And jumping up, Priscilla went to a cupboard, and taking out a decanter of canary wine and a loaf of seed-cake, placed them before her guest with a napkin and a sheath-knife. Then, lifting a forefinger to silence Barbara’s acknowledgments, she went to the open door, and stood plucking some withered leaves and faded flowers from the white rosebush with automatic tidiness, but with a mind altogether unconscious of the body’s occupation.

A few moments of summer silence followed, that living silence of summer so different from the deadly silence of winter, and then, suddenly flinging her handful of leaves and roses upon the ground, Priscilla turned, and coming back into the room cried triumphantly, “I have it now, Barbara! ’Tis Betty!”

“Betty!” echoed Barbara dropping the morsel of cake from between her fingers. “What about Betty?”

“She’s the one to speak to Myles about Josiah and Mary Dingley.”

“Betty!”

“Yes, Betty. See here, now, woman; ’tisn’t that I’m afeard of Myles,—the dear knows that I never yet quailed before the face of man; but, Bab, you’ve hit on one sad truth about our masters, and I’ll give you another. They ill brook to be taught by their wives, say you, and I will add, they still love a fair young face better than one whereon they’ve watched the wrinkles come and the bloom fade out. Some thirty years ago I was a comely lass enough, and our gallant captain thought me so; but he’s seen me at least five times a sennight ever since, and I could tell you well-nigh the day he stared long and shrewdly in my face and said in his heart, ‘She’s lost her comeliness’”—

“Nay, nay, Pris, he’s said more than once that Sally’s not a patch upon her mother.”

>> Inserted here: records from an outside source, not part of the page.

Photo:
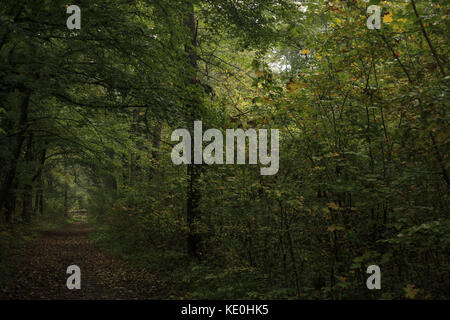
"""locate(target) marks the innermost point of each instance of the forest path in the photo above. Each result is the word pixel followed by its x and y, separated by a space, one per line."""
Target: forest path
pixel 42 273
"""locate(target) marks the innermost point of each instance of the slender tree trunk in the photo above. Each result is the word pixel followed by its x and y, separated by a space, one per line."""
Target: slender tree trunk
pixel 17 149
pixel 193 171
pixel 27 199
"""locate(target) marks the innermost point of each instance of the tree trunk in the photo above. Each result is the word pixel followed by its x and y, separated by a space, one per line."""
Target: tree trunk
pixel 193 171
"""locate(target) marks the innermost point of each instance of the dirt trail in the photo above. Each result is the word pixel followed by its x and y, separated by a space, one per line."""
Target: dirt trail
pixel 103 276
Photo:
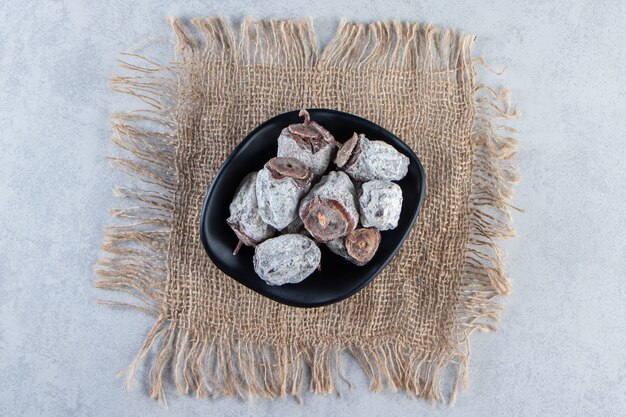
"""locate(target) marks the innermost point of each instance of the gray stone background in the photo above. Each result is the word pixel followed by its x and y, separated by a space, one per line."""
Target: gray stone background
pixel 561 345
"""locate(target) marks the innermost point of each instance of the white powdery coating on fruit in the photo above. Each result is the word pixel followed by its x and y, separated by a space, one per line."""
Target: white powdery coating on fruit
pixel 277 199
pixel 244 211
pixel 334 186
pixel 318 162
pixel 287 259
pixel 378 161
pixel 380 203
pixel 296 227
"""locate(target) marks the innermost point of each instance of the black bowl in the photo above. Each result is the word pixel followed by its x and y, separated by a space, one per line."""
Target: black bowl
pixel 338 279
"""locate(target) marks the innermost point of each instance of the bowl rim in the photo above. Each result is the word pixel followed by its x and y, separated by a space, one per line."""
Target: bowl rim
pixel 233 154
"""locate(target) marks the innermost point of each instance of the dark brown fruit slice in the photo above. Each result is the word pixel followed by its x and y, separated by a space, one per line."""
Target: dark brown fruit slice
pixel 344 153
pixel 362 244
pixel 326 219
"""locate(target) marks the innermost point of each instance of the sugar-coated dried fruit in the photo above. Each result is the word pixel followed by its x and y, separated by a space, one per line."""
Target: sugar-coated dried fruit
pixel 359 246
pixel 308 142
pixel 366 160
pixel 380 204
pixel 279 187
pixel 244 215
pixel 286 259
pixel 362 244
pixel 329 210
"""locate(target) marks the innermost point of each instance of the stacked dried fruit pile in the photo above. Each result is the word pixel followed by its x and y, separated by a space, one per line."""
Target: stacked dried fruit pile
pixel 345 209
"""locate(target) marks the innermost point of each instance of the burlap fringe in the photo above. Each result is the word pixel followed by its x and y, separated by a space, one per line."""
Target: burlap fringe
pixel 136 261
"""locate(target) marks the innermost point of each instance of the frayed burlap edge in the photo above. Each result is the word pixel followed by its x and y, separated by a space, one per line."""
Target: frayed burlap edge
pixel 136 254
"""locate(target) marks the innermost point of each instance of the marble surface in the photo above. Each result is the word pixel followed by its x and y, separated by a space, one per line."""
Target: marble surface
pixel 561 345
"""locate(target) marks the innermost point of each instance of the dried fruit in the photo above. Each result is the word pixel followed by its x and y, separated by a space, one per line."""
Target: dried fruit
pixel 380 204
pixel 359 246
pixel 366 160
pixel 279 187
pixel 244 215
pixel 329 210
pixel 286 259
pixel 362 244
pixel 308 142
pixel 296 227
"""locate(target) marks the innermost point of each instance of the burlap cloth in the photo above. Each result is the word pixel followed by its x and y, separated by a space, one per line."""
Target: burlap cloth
pixel 214 336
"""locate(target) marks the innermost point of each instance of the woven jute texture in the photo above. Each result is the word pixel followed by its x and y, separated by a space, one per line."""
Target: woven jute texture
pixel 213 336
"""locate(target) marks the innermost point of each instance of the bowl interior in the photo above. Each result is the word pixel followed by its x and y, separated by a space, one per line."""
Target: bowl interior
pixel 338 278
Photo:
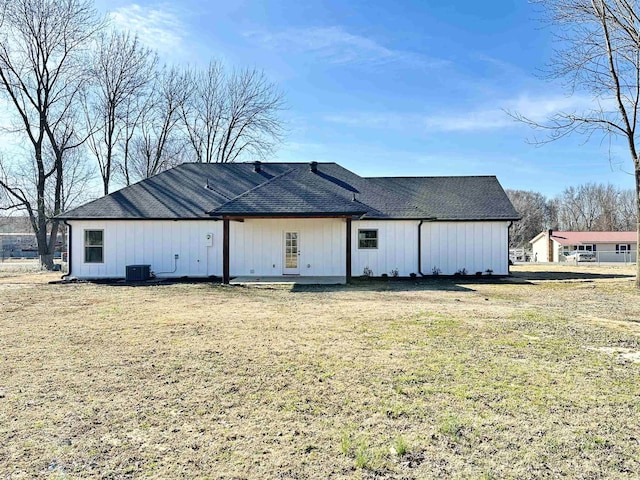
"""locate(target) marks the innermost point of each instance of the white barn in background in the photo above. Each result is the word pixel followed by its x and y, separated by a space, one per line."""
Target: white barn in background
pixel 291 219
pixel 555 246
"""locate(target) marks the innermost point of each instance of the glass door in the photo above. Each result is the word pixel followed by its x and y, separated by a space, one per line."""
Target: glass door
pixel 291 253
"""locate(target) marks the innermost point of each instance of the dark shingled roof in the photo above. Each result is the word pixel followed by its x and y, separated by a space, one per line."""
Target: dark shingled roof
pixel 196 190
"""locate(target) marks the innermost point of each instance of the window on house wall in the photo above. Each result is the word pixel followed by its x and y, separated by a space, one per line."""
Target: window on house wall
pixel 367 238
pixel 94 246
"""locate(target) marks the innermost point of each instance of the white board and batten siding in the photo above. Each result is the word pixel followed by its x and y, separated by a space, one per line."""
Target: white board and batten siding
pixel 198 245
pixel 397 248
pixel 257 246
pixel 473 246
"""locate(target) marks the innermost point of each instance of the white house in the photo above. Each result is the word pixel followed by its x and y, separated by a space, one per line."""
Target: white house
pixel 287 219
pixel 550 246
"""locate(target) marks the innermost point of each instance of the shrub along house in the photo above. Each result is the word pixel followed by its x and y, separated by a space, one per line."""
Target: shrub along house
pixel 280 219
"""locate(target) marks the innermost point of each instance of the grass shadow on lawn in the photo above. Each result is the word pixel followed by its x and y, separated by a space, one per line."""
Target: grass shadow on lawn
pixel 555 275
pixel 389 285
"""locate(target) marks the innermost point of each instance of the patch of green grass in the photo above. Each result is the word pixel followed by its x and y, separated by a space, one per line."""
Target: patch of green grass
pixel 452 427
pixel 400 446
pixel 363 457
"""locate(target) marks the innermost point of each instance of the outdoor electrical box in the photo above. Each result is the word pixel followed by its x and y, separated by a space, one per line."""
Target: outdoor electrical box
pixel 137 273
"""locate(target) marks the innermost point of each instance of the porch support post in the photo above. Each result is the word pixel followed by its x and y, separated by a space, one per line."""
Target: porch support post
pixel 348 262
pixel 225 251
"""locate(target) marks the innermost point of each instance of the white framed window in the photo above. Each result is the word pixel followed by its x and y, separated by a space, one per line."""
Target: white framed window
pixel 94 246
pixel 623 248
pixel 367 238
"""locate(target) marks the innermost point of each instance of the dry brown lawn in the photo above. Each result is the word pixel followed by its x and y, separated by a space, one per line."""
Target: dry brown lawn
pixel 528 377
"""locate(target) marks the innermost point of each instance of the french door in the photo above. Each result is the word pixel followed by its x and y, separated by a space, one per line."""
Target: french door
pixel 291 264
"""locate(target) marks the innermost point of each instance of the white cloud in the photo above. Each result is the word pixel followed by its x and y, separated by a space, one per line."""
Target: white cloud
pixel 336 46
pixel 476 119
pixel 159 26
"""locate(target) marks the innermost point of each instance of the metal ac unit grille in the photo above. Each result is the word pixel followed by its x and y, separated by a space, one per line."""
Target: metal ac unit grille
pixel 137 273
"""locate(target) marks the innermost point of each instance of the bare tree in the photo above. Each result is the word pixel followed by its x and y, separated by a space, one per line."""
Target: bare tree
pixel 123 69
pixel 535 211
pixel 596 207
pixel 157 143
pixel 628 215
pixel 234 116
pixel 43 69
pixel 598 52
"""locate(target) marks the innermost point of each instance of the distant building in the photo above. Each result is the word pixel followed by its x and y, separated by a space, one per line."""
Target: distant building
pixel 550 246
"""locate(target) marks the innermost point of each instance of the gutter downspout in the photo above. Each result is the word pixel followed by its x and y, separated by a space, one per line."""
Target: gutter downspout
pixel 69 244
pixel 420 248
pixel 509 243
pixel 431 219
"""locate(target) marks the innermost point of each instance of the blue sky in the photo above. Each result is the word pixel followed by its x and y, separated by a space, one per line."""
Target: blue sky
pixel 394 87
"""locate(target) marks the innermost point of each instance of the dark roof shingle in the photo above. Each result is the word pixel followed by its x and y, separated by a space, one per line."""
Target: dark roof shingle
pixel 196 190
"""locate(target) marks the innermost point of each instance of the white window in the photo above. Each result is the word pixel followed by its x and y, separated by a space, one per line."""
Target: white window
pixel 94 246
pixel 367 239
pixel 622 248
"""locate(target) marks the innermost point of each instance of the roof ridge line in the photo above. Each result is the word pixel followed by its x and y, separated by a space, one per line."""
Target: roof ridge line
pixel 287 172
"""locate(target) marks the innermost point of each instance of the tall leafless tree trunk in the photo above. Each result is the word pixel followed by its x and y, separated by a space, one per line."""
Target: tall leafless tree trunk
pixel 43 68
pixel 599 53
pixel 234 116
pixel 123 70
pixel 157 143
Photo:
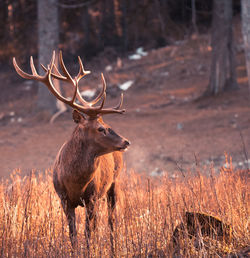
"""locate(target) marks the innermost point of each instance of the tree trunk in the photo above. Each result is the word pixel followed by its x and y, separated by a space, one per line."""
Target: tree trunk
pixel 245 12
pixel 223 73
pixel 47 42
pixel 194 24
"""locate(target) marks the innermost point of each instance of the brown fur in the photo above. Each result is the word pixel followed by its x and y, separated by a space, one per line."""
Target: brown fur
pixel 86 169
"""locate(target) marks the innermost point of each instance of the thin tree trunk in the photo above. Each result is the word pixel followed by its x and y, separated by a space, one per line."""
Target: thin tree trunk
pixel 222 74
pixel 194 24
pixel 245 7
pixel 47 42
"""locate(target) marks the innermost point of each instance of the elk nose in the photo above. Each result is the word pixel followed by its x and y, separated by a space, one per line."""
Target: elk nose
pixel 127 143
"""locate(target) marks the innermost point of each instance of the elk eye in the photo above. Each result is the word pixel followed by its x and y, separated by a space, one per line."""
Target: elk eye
pixel 102 130
pixel 111 131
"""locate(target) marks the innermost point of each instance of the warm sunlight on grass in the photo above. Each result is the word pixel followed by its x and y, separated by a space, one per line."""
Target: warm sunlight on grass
pixel 33 224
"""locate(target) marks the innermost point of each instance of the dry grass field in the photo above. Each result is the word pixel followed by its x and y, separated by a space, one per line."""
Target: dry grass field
pixel 33 223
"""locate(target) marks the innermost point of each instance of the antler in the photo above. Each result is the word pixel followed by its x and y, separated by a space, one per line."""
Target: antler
pixel 86 107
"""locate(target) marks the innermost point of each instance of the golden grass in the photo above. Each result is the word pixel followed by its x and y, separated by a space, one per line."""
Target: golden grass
pixel 33 224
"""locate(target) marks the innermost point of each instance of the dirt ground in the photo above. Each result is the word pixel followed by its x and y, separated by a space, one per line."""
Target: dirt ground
pixel 163 121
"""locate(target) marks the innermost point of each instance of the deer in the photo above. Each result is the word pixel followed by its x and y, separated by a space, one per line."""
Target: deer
pixel 87 166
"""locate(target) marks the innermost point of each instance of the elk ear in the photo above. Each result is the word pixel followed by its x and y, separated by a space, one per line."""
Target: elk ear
pixel 77 117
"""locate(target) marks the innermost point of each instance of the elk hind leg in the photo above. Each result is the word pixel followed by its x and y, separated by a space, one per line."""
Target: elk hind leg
pixel 112 199
pixel 90 223
pixel 71 218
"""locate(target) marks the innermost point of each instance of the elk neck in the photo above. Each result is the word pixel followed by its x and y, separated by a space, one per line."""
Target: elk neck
pixel 84 154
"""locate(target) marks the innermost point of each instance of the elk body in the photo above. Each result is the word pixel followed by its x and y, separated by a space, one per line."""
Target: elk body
pixel 88 164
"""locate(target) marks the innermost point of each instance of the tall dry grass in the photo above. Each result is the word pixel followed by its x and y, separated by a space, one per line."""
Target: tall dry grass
pixel 33 224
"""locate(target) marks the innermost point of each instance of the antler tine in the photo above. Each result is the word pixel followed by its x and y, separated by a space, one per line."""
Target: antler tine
pixel 47 80
pixel 81 72
pixel 33 69
pixel 22 73
pixel 120 103
pixel 103 90
pixel 64 69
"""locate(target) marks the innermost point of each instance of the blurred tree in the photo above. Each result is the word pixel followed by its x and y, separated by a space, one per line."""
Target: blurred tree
pixel 223 72
pixel 245 7
pixel 48 32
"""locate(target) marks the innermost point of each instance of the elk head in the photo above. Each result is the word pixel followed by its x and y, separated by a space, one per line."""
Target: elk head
pixel 90 126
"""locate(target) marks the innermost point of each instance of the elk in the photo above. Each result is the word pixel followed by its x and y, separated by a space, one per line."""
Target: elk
pixel 88 164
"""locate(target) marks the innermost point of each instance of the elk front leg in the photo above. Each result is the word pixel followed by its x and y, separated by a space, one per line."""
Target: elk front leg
pixel 90 220
pixel 112 198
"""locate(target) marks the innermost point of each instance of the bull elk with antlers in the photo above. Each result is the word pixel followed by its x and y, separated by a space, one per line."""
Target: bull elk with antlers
pixel 88 164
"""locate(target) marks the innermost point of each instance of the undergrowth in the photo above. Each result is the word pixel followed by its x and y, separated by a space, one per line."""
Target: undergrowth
pixel 33 224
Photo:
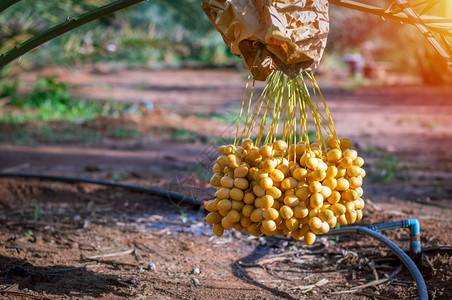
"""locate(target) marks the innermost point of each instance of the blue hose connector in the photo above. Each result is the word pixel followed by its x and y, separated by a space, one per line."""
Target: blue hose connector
pixel 415 232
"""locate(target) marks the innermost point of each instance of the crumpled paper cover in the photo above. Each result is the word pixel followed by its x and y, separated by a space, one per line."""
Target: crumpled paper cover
pixel 288 35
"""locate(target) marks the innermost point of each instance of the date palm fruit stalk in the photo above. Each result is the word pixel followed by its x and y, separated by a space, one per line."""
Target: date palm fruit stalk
pixel 288 185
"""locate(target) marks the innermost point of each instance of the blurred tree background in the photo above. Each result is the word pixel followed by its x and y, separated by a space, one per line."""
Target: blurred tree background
pixel 176 33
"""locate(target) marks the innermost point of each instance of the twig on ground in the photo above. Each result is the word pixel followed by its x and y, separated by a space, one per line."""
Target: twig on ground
pixel 372 283
pixel 16 168
pixel 309 287
pixel 21 294
pixel 377 296
pixel 96 257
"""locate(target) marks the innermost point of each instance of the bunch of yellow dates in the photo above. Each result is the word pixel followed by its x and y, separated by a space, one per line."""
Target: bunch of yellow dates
pixel 299 190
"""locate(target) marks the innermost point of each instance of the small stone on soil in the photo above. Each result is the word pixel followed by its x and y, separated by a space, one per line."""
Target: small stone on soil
pixel 151 266
pixel 195 282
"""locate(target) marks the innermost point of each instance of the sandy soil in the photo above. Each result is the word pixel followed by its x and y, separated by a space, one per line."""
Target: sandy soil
pixel 92 242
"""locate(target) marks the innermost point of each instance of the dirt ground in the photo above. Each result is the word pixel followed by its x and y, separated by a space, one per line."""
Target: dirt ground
pixel 94 242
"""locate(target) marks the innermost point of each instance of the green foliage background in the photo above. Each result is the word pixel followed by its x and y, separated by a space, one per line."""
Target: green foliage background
pixel 155 33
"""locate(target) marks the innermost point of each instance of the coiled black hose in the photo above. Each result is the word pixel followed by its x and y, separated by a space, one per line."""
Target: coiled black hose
pixel 153 191
pixel 407 261
pixel 422 288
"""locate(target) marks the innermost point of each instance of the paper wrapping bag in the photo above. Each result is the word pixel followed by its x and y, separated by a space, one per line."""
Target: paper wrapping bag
pixel 288 35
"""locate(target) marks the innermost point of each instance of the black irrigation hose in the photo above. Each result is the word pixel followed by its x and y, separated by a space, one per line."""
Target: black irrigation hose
pixel 162 193
pixel 407 261
pixel 422 289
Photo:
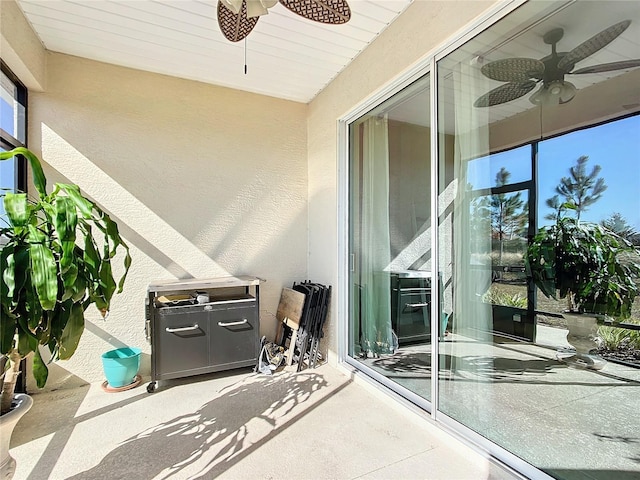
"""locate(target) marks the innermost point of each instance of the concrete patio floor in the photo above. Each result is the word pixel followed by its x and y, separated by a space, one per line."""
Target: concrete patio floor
pixel 313 424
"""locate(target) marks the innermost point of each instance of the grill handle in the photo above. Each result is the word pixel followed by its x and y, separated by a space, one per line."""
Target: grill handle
pixel 181 329
pixel 233 324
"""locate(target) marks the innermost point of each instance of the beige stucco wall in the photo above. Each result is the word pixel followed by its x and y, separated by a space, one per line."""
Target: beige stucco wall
pixel 208 181
pixel 20 48
pixel 423 27
pixel 203 181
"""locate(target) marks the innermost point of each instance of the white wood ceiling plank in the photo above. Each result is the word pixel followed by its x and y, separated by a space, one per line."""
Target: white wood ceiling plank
pixel 288 56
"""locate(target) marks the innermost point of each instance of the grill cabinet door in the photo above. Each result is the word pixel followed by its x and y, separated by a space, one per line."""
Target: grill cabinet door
pixel 234 335
pixel 182 345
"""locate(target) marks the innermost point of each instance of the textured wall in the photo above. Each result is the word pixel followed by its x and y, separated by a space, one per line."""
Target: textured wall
pixel 421 28
pixel 20 48
pixel 203 181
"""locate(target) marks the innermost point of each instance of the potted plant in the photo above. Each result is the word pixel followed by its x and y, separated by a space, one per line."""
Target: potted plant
pixel 591 267
pixel 55 257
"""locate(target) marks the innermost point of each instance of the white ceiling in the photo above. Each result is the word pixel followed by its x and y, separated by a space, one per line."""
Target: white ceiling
pixel 288 56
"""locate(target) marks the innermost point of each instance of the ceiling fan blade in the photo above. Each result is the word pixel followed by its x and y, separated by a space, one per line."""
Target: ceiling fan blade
pixel 334 12
pixel 504 93
pixel 235 27
pixel 591 46
pixel 514 70
pixel 608 67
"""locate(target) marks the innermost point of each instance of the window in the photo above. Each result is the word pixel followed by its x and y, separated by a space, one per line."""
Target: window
pixel 13 128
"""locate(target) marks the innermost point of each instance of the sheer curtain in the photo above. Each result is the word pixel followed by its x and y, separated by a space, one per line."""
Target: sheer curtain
pixel 472 270
pixel 375 300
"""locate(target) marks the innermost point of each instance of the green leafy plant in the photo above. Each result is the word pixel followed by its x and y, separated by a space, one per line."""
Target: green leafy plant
pixel 595 269
pixel 613 338
pixel 506 299
pixel 55 258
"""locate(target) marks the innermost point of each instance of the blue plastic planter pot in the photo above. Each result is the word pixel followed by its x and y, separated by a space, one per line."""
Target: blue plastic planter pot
pixel 121 366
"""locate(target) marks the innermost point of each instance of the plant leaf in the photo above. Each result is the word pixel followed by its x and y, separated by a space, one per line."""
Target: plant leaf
pixel 39 180
pixel 66 221
pixel 17 208
pixel 44 270
pixel 40 370
pixel 72 332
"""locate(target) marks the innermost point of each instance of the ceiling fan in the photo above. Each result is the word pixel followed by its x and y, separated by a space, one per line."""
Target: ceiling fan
pixel 237 18
pixel 523 74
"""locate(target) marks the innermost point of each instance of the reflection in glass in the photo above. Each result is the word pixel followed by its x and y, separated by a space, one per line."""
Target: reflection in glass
pixel 500 372
pixel 390 239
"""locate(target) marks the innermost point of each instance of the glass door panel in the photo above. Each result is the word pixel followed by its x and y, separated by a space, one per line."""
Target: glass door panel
pixel 390 239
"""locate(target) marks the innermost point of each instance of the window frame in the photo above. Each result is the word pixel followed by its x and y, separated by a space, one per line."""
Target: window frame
pixel 8 141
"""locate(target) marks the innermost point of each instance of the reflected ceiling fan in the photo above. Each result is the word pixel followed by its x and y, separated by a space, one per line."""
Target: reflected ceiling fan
pixel 238 17
pixel 523 74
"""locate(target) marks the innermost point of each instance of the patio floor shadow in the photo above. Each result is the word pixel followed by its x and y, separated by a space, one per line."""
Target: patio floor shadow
pixel 311 424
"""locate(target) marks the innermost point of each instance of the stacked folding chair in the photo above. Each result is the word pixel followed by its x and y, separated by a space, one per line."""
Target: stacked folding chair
pixel 304 347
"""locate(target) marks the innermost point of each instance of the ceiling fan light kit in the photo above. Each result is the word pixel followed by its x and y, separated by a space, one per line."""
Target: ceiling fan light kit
pixel 523 74
pixel 237 18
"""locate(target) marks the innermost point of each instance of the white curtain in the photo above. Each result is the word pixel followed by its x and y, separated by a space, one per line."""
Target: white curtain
pixel 375 300
pixel 472 272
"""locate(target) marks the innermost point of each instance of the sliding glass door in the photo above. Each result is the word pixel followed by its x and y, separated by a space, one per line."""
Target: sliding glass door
pixel 537 130
pixel 390 239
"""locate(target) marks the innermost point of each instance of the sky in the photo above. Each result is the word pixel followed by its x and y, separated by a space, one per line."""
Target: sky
pixel 614 146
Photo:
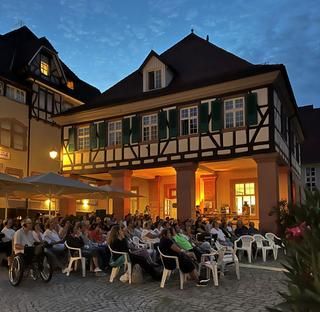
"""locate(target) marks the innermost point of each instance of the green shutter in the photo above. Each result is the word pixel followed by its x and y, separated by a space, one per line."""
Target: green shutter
pixel 93 136
pixel 102 134
pixel 252 108
pixel 136 129
pixel 173 126
pixel 72 139
pixel 217 114
pixel 162 125
pixel 126 131
pixel 203 117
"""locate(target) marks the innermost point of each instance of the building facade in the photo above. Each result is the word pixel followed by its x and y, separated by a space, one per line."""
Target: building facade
pixel 310 152
pixel 195 126
pixel 34 85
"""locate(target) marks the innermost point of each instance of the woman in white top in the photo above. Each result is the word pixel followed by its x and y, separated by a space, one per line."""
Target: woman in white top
pixel 8 231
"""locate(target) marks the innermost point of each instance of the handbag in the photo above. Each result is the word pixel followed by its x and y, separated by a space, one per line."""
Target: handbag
pixel 117 262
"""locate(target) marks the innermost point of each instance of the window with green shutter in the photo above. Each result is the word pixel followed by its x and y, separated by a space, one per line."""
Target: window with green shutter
pixel 173 124
pixel 162 120
pixel 136 129
pixel 93 136
pixel 102 134
pixel 217 114
pixel 252 108
pixel 126 131
pixel 203 117
pixel 72 139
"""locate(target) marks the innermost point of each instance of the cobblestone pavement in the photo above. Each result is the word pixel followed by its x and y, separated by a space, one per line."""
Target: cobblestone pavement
pixel 257 289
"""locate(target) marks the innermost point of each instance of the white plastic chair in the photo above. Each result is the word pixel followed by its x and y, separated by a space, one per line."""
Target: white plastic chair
pixel 247 241
pixel 271 237
pixel 227 256
pixel 259 239
pixel 75 255
pixel 209 262
pixel 166 272
pixel 127 265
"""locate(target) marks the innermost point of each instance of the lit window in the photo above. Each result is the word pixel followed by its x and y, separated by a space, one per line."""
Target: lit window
pixel 114 132
pixel 150 127
pixel 154 79
pixel 16 94
pixel 311 178
pixel 44 65
pixel 70 84
pixel 245 198
pixel 234 113
pixel 189 120
pixel 83 138
pixel 12 134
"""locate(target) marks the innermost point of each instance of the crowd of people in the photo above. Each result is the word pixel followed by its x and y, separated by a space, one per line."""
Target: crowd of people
pixel 187 240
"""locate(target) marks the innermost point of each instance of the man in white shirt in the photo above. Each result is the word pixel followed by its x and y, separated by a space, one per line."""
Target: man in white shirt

“Upon what her mother was once, was what he meant, gossip, no matter what he said. Oh, don’t tell me, Bab! If I know naught else in this world, I know Priscilla Alden, and I can spell out a page or so of Myles Standish. But pass all that, and come to Betty.

“It’s not only that she’s far comelier than ever her mother was, but she’s fresh and new in her matronhood; as a maid she held her tongue before her elders as a maid should do, and I’ll lay you a pretty penny that the captain don’t guess she has a tongue, and a headpiece to keep it in, that’ll match any man in the colony, if once she starts out. Now what I say is, that she shall go in boldly, as Esther did to Ahasuerus, and speak her mind, and as Esther said, If she die, she dies. Thank goodness, the captain can’t kill her outright, and she can stand a strange word or two in Dutch better than poor Parson Partridge did.”